[FOM] How much of math is logic?

Robbie Lindauer rlindauer at gmail.com
Tue Feb 27 20:30:38 EST 2007


Neither is the successor function's existence demonstrated in FOL, so  
while the stronger "axiom of infinity" is not required for lots of  
things, the existence of a successor function is.

Similarly, the notion "is a member of" is not adequately defined in  
FOL, neither is the notion "powerset" nor is the notion  of a  
membership-minimal element.  Nor is the notion of a union, nor of a  
subset, nor of an unordered pair. ETC.

There is a REASON the axioms of ZFC are axioms, that is, because they  
can't be PROVED and in a way attempt to define what is meant by "is a  
member of" with regards to sets.

If you've got a PROOF of them, that'd be interesting to see.  Are you  
proposing that you have a proof of them?

A PROOF of the axioms of ZFC from FOL would be something indeed.

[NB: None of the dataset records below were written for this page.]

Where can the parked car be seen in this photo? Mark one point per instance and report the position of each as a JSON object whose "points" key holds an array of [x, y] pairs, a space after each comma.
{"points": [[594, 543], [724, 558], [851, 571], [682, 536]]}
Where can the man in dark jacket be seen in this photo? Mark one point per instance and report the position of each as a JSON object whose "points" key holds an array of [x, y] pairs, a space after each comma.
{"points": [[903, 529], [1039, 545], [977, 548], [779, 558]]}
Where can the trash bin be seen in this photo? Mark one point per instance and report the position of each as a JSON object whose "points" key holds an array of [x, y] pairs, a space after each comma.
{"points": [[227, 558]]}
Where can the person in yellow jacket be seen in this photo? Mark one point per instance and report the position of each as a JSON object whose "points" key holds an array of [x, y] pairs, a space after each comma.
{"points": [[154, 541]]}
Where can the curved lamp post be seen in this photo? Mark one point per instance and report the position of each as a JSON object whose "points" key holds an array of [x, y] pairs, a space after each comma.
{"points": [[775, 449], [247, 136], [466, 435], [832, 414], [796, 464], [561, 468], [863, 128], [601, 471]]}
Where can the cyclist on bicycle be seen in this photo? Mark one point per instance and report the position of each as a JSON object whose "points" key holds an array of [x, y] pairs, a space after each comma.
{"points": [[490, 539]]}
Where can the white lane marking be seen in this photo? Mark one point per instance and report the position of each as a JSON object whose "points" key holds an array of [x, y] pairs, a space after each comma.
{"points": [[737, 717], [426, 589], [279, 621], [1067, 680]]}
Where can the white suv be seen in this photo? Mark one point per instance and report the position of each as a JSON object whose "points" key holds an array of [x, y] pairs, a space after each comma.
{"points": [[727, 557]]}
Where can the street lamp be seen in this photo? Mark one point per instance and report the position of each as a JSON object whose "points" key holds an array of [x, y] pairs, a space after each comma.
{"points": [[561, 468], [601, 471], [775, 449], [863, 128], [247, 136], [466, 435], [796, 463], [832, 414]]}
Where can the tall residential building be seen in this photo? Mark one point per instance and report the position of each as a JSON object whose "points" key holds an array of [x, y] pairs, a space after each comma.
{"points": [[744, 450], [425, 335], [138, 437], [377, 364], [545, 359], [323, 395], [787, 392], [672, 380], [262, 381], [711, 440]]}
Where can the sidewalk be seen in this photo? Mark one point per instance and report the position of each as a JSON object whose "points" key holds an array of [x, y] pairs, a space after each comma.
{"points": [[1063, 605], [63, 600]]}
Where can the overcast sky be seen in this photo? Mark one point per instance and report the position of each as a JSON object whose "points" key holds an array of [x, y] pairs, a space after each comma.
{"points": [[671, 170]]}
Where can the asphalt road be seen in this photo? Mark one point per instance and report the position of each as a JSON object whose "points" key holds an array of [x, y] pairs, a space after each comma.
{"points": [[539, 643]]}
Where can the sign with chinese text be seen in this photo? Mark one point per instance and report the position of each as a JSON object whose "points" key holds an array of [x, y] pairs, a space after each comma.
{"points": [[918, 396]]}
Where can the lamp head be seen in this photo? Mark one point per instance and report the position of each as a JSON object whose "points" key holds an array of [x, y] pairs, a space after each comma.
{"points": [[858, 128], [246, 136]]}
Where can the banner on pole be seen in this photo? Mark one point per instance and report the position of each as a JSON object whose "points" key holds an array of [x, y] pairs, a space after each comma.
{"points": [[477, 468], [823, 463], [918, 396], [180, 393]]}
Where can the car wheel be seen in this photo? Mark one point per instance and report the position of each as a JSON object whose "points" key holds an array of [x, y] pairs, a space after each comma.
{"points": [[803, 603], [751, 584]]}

The reason the Logicist programme (fails, is failing, may fail) is  
that in order to strengthen FOL to give you "a proof of the axioms of  
ZFC" you end up with some equally strong (and from a certain point of  
view, equally odoriferous).

Robbie Lindauer


> Responding to others: will it make you happy if instead of saying I  
> can
> derive all theorems of PA from pure logic, I say I can derive all
> theorems of PA from pure logic plus the statement "the empty set
> exists"? This seems such a trivial quibble, it can't possibly be a
> serious objection to the logicist project.